I must be clear here, when I say “beautiful,” for the beauty I speak of isn’t something nice or pretty or any of our domesticated ideas of life bound up in a cage. Life is beautiful, and so there is also terror. The beautiful critique I seek is one which doesn’t wallow in postmodern angst about the shadow of self-reflective consciousness, that self-satisfied embrace of misanthropy—that is, the fear and hatred of humanity—which is supposed to somehow keep us safe from ourselves. The beautiful critique isn’t afraid of the terror which accompanies beauty, it stares straight into the face of these strange days of death which doesn’t die…and smiles.
For our existence exhibits a great many qualities, and the aesthetic and emotional response to life involves ALL of those qualities—not just those which may be desirable or attractive. Life involves the perception of finitude, of death and loss—the ultimately mysterious nature of the universe, with all of the unknown, the unexpected— To attempt to eradicate the wild, the mysterious, the uncivilized is to fail to acknowledge beauty’s depths, and has invariably led to the truly ugly.

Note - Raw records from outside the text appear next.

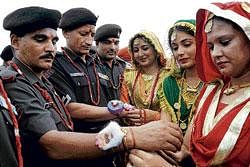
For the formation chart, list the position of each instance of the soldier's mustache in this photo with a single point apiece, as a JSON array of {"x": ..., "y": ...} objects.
[{"x": 48, "y": 56}]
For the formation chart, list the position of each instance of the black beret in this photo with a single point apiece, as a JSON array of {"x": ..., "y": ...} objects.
[
  {"x": 29, "y": 19},
  {"x": 77, "y": 17},
  {"x": 107, "y": 31},
  {"x": 7, "y": 53}
]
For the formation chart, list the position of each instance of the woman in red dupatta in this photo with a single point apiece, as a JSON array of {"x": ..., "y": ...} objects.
[{"x": 221, "y": 127}]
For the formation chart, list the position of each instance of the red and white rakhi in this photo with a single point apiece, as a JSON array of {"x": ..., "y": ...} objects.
[{"x": 238, "y": 12}]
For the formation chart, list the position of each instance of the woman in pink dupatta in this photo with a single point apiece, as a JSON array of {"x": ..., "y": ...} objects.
[
  {"x": 221, "y": 128},
  {"x": 220, "y": 131}
]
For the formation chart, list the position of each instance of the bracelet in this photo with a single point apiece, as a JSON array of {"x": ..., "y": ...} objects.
[
  {"x": 115, "y": 107},
  {"x": 124, "y": 140},
  {"x": 133, "y": 137},
  {"x": 143, "y": 117},
  {"x": 157, "y": 116}
]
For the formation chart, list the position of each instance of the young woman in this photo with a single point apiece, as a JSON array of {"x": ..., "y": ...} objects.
[
  {"x": 142, "y": 82},
  {"x": 181, "y": 88},
  {"x": 221, "y": 128},
  {"x": 219, "y": 134}
]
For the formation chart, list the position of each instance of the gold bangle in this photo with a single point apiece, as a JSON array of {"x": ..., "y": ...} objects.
[
  {"x": 124, "y": 140},
  {"x": 133, "y": 137}
]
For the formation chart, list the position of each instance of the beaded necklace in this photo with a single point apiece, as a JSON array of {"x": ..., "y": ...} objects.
[
  {"x": 97, "y": 101},
  {"x": 68, "y": 123},
  {"x": 151, "y": 95},
  {"x": 15, "y": 124},
  {"x": 231, "y": 89},
  {"x": 183, "y": 123},
  {"x": 120, "y": 78}
]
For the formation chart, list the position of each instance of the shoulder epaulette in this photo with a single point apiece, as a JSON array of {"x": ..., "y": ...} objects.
[{"x": 8, "y": 75}]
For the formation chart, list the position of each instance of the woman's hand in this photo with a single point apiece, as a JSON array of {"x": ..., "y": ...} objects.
[
  {"x": 139, "y": 158},
  {"x": 140, "y": 116}
]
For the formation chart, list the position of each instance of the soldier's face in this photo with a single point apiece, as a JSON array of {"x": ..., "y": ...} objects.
[
  {"x": 108, "y": 48},
  {"x": 80, "y": 40},
  {"x": 37, "y": 49}
]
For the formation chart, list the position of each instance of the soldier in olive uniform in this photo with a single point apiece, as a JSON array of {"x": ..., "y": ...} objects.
[
  {"x": 107, "y": 47},
  {"x": 78, "y": 76},
  {"x": 10, "y": 145},
  {"x": 44, "y": 121}
]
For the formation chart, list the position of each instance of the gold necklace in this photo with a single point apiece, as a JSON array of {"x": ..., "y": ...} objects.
[
  {"x": 193, "y": 88},
  {"x": 232, "y": 89}
]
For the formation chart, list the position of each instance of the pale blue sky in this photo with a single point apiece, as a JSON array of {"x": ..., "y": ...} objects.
[{"x": 131, "y": 15}]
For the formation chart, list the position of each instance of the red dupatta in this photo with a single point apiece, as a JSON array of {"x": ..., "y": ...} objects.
[{"x": 205, "y": 145}]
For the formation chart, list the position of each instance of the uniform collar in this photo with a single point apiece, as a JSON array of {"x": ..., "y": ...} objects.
[
  {"x": 76, "y": 58},
  {"x": 28, "y": 73}
]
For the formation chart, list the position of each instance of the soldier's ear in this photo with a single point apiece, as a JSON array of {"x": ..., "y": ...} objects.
[
  {"x": 15, "y": 41},
  {"x": 66, "y": 34}
]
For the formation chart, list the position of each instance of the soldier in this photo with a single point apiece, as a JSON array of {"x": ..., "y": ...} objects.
[
  {"x": 44, "y": 121},
  {"x": 107, "y": 47},
  {"x": 7, "y": 55},
  {"x": 10, "y": 145},
  {"x": 78, "y": 76}
]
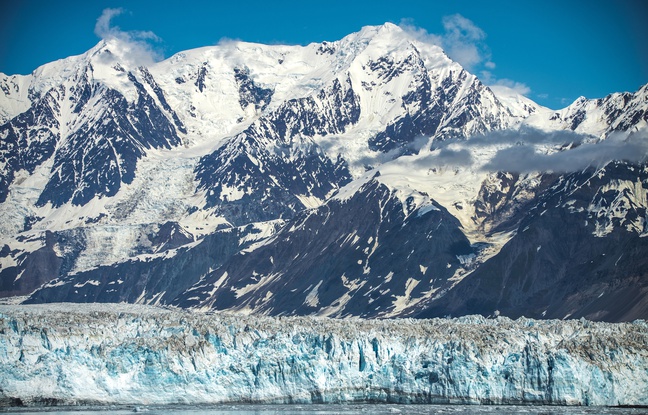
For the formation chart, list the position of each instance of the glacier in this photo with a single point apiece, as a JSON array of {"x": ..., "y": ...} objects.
[{"x": 134, "y": 354}]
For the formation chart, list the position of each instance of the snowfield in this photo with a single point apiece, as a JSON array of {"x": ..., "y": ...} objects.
[{"x": 132, "y": 354}]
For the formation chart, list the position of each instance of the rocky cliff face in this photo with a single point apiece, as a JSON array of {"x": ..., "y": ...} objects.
[{"x": 370, "y": 176}]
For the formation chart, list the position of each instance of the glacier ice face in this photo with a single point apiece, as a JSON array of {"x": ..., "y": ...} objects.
[{"x": 143, "y": 355}]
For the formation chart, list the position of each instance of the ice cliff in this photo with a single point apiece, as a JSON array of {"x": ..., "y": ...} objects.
[{"x": 105, "y": 354}]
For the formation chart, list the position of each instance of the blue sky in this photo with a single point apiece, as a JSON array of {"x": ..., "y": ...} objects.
[{"x": 554, "y": 50}]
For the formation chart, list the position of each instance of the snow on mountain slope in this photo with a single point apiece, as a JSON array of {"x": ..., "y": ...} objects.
[
  {"x": 113, "y": 162},
  {"x": 618, "y": 112},
  {"x": 128, "y": 354}
]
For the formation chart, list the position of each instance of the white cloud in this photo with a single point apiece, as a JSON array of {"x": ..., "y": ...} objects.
[
  {"x": 135, "y": 48},
  {"x": 526, "y": 150},
  {"x": 464, "y": 42}
]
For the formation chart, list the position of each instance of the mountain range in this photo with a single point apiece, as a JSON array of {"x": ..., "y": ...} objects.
[{"x": 372, "y": 176}]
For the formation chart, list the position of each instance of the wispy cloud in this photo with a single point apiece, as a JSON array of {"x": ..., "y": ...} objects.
[
  {"x": 578, "y": 156},
  {"x": 465, "y": 42},
  {"x": 462, "y": 40},
  {"x": 136, "y": 47},
  {"x": 531, "y": 150}
]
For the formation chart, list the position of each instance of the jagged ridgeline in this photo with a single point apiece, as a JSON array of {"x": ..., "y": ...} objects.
[{"x": 370, "y": 176}]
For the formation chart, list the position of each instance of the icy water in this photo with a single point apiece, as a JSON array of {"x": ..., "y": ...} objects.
[{"x": 358, "y": 409}]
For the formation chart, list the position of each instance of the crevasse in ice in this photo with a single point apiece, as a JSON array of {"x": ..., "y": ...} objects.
[{"x": 121, "y": 353}]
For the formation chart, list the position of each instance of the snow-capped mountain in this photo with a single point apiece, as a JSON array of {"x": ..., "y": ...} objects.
[{"x": 356, "y": 177}]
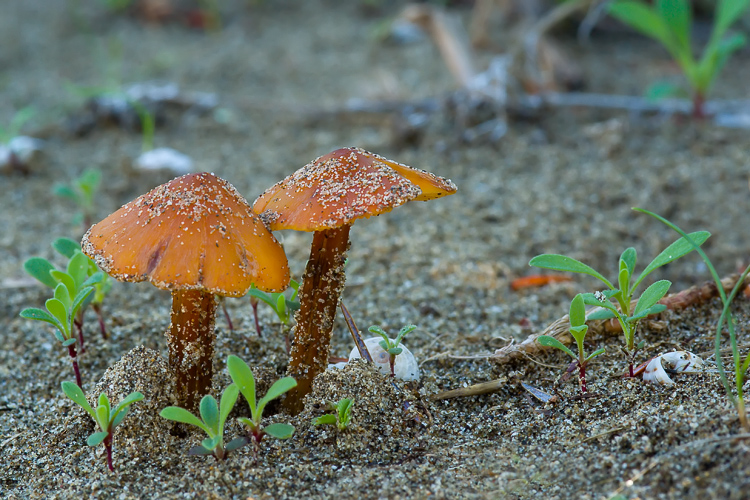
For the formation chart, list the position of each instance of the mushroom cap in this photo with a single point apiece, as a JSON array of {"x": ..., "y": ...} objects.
[
  {"x": 194, "y": 232},
  {"x": 347, "y": 184}
]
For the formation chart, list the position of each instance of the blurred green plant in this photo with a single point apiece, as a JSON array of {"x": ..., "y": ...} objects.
[
  {"x": 578, "y": 329},
  {"x": 670, "y": 23},
  {"x": 740, "y": 365},
  {"x": 392, "y": 346},
  {"x": 341, "y": 416},
  {"x": 82, "y": 190},
  {"x": 627, "y": 312},
  {"x": 104, "y": 415}
]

Misanthropy can hide in the strangest places, it’s not just that which resides in the pit of the stomach of the activist working for improvement of what seem like intractable situations: such as the Sixth Mass Extinction underway, the conflict in Palestine and Israel, the mockery of democracy in a world so riven by structurally-embedded inequalities. One of the more curious places where I detect the fear and hatred of humanity is in the idea of salvation, the millennial idea that there will come a time—and depending on who you consult, it involves different variables—when we are free from this horrendous, fallen state of being human. When finally, at last, we will have escaped our hideous condition of decay, death, and the problem of free will which seems to bring with it so much suffering.